Hypothesis testing for dominance curves
There are no replicates in the Garroch Head data to allow testing for statistical significance of observed changes in ABC patterns but, for studies involving replication, the W statistic provides an obvious route to hypothesis testing. For the Bermuda samples of Fig. 8.12, W takes values 0.431, 0.253, 0.250 and 0.349 for the four replicates at H2 and -0.082, 0.053, -0.081 and -0.068 for the four H4 samples. These data can be input into a standard univariate ANOVA (equivalent in the case of two groups to a standard 2-sample t-test), showing that there is indeed a clearly established difference in abundance-biomass patterns between these two sites (F = 45.3, *p<*0.1%).

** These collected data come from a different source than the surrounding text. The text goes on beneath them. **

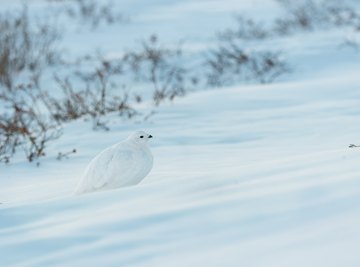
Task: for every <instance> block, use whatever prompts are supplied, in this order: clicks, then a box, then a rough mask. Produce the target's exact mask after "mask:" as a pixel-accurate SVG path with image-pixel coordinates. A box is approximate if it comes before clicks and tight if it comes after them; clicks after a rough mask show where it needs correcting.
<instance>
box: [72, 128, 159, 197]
mask: <svg viewBox="0 0 360 267" xmlns="http://www.w3.org/2000/svg"><path fill="white" fill-rule="evenodd" d="M149 138H152V136H151V135H149V134H147V133H145V132H143V131H138V132H135V133H133V134H131V135H130V136H129V137H128V138H127V139H126V140H124V141H122V142H120V143H118V144H115V145H113V146H111V147H108V148H106V149H105V150H103V151H102V152H101V153H100V154H99V155H97V156H96V157H95V158H94V159H93V160H91V162H90V164H89V165H88V167H87V168H86V171H85V174H84V176H83V178H82V179H81V181H80V183H79V185H78V188H77V190H76V192H75V193H76V194H83V193H88V192H92V191H100V190H107V189H112V188H118V187H123V186H129V185H135V184H138V183H140V182H141V181H142V180H143V179H144V178H145V176H146V175H147V174H148V173H149V172H150V170H151V169H152V166H153V156H152V154H151V152H150V149H149V147H148V145H147V143H148V140H149Z"/></svg>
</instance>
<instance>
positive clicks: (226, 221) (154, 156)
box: [0, 0, 360, 267]
mask: <svg viewBox="0 0 360 267" xmlns="http://www.w3.org/2000/svg"><path fill="white" fill-rule="evenodd" d="M127 2H130V1H127ZM175 2H176V3H177V5H174V6H173V7H171V8H173V9H174V10H178V9H179V8H180V9H181V10H182V12H190V11H191V12H195V11H196V10H197V11H198V10H199V9H200V8H199V7H198V6H197V4H191V3H192V2H190V1H184V5H181V2H180V1H175ZM204 2H209V1H199V3H203V4H204ZM210 2H212V3H214V6H216V5H217V4H215V2H216V3H220V2H217V1H210ZM221 2H222V1H221ZM233 2H234V1H230V0H229V3H233ZM244 2H247V1H244ZM258 2H259V1H258ZM265 2H267V1H265ZM154 3H156V4H154V7H153V8H154V9H156V10H158V12H159V13H162V14H163V15H164V17H161V19H160V18H159V19H158V18H157V16H156V14H157V13H156V12H154V13H151V14H149V15H148V16H147V17H146V19H147V20H152V21H153V23H154V24H156V25H157V27H159V29H160V30H164V31H166V27H168V26H163V28H162V25H164V21H167V20H172V19H173V17H171V18H169V17H167V16H166V15H167V13H166V12H164V11H161V10H164V9H165V10H167V9H166V8H169V5H168V3H166V2H165V1H156V2H154ZM161 4H163V9H160V11H159V5H160V6H161ZM205 4H206V3H205ZM148 5H149V4H148ZM209 9H210V10H209V11H208V12H210V14H211V7H209ZM214 9H216V8H214ZM200 11H201V9H200ZM174 12H175V11H174ZM227 12H230V11H229V10H226V12H225V11H224V12H223V13H221V14H222V16H223V17H224V19H228V16H229V14H228V13H227ZM217 15H219V14H217ZM219 16H220V15H219ZM177 19H181V17H180V18H179V17H178V18H177ZM156 20H159V21H156ZM194 21H196V17H192V20H191V19H189V18H188V17H184V18H183V22H185V24H186V25H187V26H188V27H190V26H192V24H191V23H192V22H194ZM185 24H184V25H185ZM129 27H132V26H129ZM184 27H185V26H184ZM343 36H344V32H341V31H339V30H333V31H325V32H320V33H319V32H316V33H306V34H299V35H296V36H293V37H291V38H290V37H289V38H284V39H283V40H280V41H278V43H277V44H276V45H278V46H281V47H284V49H286V51H287V53H288V56H289V57H290V59H291V62H292V63H293V65H294V66H295V67H296V70H295V71H294V73H293V74H291V75H290V76H288V77H287V78H286V80H282V81H280V82H277V83H274V84H271V85H246V86H245V85H243V86H234V87H228V88H218V89H216V90H207V91H201V92H195V93H191V94H189V95H187V96H186V97H184V98H182V99H178V100H176V101H175V102H174V103H169V104H166V105H163V106H161V107H160V108H158V109H156V113H155V114H154V115H153V116H151V117H150V119H149V120H146V121H143V120H141V119H135V120H133V121H123V120H122V119H120V118H118V116H117V115H116V114H112V115H110V116H108V118H107V120H108V121H109V126H110V128H111V131H109V132H102V131H90V129H91V125H90V123H89V122H86V121H82V120H80V121H76V122H73V123H70V124H68V125H66V127H65V129H64V136H63V137H62V138H61V139H59V140H57V141H55V142H53V143H52V144H50V147H49V150H48V157H47V158H46V159H45V160H43V161H42V162H41V166H40V167H36V166H34V165H30V164H28V163H27V162H24V161H22V160H18V161H16V162H14V163H13V164H11V165H9V166H1V167H0V202H2V204H1V205H0V266H17V267H20V266H74V267H75V266H87V267H91V266H94V267H95V266H114V267H115V266H116V267H118V266H146V267H148V266H154V267H159V266H175V267H176V266H207V267H211V266H214V267H215V266H216V267H217V266H246V267H251V266H254V267H262V266H264V267H272V266H273V267H282V266H284V267H285V266H286V267H287V266H292V267H296V266H299V267H300V266H301V267H303V266H317V267H318V266H324V267H332V266H334V267H338V266H347V267H358V266H360V256H359V253H358V250H359V246H360V164H359V162H360V149H357V148H353V149H350V148H348V145H349V144H350V143H357V142H360V138H359V132H360V123H359V120H360V88H359V85H360V75H359V69H360V68H359V67H360V60H359V59H360V55H359V54H358V53H355V52H354V51H351V50H347V49H344V48H340V47H339V43H340V42H341V38H342V37H343ZM304 40H306V42H305V41H304ZM110 50H111V49H110ZM149 111H150V110H149V108H147V107H144V112H149ZM138 129H146V130H147V131H148V132H151V134H152V135H153V136H154V137H155V138H154V139H153V141H152V144H151V148H152V152H153V154H154V158H155V162H154V168H153V170H152V172H151V173H150V174H149V176H148V177H146V179H145V180H144V181H143V182H142V183H141V184H139V185H137V186H134V187H127V188H122V189H118V190H113V191H107V192H99V193H94V194H88V195H85V196H81V197H80V196H73V195H72V192H73V190H74V189H75V186H76V184H77V182H78V180H79V179H80V177H81V174H82V173H83V171H84V168H85V167H86V165H87V163H88V162H89V160H90V159H91V158H92V157H93V156H94V155H96V154H97V153H98V152H99V151H101V150H102V149H104V148H105V147H108V146H109V145H111V144H113V143H116V142H118V141H119V140H122V139H124V138H125V137H126V136H127V135H128V134H129V133H131V132H133V131H134V130H138ZM73 148H76V149H77V150H78V153H76V154H75V155H73V156H71V157H70V159H68V160H63V161H57V160H56V159H55V158H56V154H57V152H59V151H62V152H66V151H70V150H72V149H73Z"/></svg>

More general forms of hypothesis testing are possible, likely to be particularly relevant to the comparison of k-dominance curves calculated for replicates at a number of sites, times or conditions (or in some two-way layout, as discussed in Chapter 6). A measure of ‘dissimilarity’ could be constructed between any pair of k-dominance (or B-A) curves, for example based on their absolute distance apart, summed across the species ranks. When computed for all pairs of samples in a study this provides a (ranked) triangular dissimilarity matrix, essentially similar in structure to that from a multivariate analysis; thus the 1-way and 2-way ANOSIM tests (Chapter 6) can be used in exactly the same way to test hypotheses about differences between a priori specified groups of samples. Clarke (1990) discusses some appropriate definitions of dissimilarity for use with dominance curves in such tests, as now described and illustrated.
¶ Note that, as always with an ABC curve, $B _ i$ and $A _ i$ do not necessarily refer to values for the same species; the ranking is performed separately for abundance and biomass.